Adesso si muoveva con indifferenza attorno a me, nei suoi stivali neri, sfruttando le potenzialità del portatile, senza distrarsi dal dialogare con Piero: “… a volte penso che abbia ragione Carlo … e’ proprio come avere a che fare con un cane! … Se vuoi te lo regalo … altro che quanto prende all’ora! …” la ascoltavo replicargli adirata.
Poi parlarono anche di altro, un paio di minuti ancora.
Si accordarono per incontrarsi.
Con lui era molto gentile.
Sapevo che ora lui la canzonava per il rapporto che in passato aveva avuto con me … lui era un suo pari ed ora Lyse era cosciente del fatto che io non lo fossi, ne’ lo fossi stato, sicché Lyse gli era come riconoscente del fatto che lui già lo sapesse …
Avrei voluto essere Piero … col quale Lyse, sebbene non facesse sesso, non aveva problemi a scherzare, a parlare di Carlo e di me, a mostrarsi in gonna, ad uscire …

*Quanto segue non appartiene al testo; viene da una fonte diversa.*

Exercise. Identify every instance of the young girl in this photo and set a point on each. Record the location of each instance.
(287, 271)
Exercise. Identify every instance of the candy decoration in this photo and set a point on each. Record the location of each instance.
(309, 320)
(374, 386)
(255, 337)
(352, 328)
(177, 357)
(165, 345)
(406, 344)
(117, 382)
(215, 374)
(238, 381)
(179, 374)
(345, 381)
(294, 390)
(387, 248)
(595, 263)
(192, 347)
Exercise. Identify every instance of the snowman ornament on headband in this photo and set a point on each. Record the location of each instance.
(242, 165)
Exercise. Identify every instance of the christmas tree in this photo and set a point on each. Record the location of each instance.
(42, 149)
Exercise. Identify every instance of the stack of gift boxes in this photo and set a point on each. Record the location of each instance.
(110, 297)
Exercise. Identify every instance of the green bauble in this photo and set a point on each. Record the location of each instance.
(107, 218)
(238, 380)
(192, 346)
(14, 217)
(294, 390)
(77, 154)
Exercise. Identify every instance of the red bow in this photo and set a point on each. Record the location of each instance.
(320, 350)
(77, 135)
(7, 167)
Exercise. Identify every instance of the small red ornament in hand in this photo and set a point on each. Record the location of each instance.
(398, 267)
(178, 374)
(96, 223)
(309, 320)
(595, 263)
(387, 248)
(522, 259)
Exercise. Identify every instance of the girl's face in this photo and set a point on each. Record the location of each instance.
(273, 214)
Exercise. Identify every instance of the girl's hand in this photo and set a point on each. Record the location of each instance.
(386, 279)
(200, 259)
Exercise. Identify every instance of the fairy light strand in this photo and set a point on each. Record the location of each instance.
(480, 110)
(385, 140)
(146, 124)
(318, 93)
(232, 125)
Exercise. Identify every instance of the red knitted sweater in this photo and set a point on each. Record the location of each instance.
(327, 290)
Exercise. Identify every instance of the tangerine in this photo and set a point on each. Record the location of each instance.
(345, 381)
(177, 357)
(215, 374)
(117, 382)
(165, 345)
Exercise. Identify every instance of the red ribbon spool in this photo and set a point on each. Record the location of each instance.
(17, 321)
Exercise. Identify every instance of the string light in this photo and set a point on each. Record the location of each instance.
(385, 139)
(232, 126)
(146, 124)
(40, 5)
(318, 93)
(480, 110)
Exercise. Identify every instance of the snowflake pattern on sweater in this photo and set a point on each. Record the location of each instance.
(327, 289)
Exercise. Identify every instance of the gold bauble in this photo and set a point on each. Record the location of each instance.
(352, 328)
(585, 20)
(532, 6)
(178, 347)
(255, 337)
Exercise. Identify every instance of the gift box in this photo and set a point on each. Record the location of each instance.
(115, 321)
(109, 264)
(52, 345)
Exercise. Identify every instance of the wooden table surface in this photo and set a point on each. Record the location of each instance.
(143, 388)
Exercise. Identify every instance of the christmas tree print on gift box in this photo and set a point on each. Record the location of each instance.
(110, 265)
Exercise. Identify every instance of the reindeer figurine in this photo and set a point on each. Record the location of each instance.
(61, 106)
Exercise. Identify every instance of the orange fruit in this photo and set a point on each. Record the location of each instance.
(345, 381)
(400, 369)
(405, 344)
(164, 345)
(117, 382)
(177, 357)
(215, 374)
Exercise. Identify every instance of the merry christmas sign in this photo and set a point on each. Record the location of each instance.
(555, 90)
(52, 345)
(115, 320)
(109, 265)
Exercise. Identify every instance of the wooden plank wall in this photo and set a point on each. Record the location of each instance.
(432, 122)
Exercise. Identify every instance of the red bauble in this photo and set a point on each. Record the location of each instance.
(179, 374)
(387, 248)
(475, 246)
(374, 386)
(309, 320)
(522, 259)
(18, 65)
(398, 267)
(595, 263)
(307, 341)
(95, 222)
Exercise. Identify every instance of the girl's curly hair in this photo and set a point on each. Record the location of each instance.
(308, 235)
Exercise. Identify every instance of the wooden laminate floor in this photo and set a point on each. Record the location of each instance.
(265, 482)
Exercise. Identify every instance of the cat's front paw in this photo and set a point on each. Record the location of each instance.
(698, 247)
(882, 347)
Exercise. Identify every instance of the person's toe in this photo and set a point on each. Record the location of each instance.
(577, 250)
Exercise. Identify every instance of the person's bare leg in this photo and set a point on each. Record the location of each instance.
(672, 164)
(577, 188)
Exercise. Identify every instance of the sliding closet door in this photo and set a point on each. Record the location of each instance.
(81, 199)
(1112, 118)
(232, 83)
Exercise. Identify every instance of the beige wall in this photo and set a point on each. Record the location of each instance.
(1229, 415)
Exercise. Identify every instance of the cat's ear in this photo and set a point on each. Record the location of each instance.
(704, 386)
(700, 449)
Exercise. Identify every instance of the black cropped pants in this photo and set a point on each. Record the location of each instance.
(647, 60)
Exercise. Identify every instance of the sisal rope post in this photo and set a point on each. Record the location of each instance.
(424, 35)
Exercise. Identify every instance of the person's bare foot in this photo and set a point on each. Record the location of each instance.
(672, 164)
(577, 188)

Nei miei pensieri non osavo calarmi nei panni del signor Carlo…ma almeno Piero… pensavo rimirando le ginocchia di Lysei n piedi di fronte a me …
avrei potuto almeno essere me senza cadere sempre nella mia inettitudine, nel mio non saper essere all’altezza del ruolo concesso, nel mio esserle ingrato.
Terminò amabilmente il colloquio senza più darsi cura di me, mentre io immobile attendevo. Avevo le sue ginocchia all’altezza del mio sguardo quando, salutando Piero, disse a me che avremmo dovuto chiarire alcune cose. Mi lasciò così carponi sul pavimento …
Doveva entrarmi in mente, primo, che non avevo alcun diritto ad importunarla … secondo, che lei era di Carlo … terzo, che il mio unico possibile ruolo con lei era quello che avevo allora.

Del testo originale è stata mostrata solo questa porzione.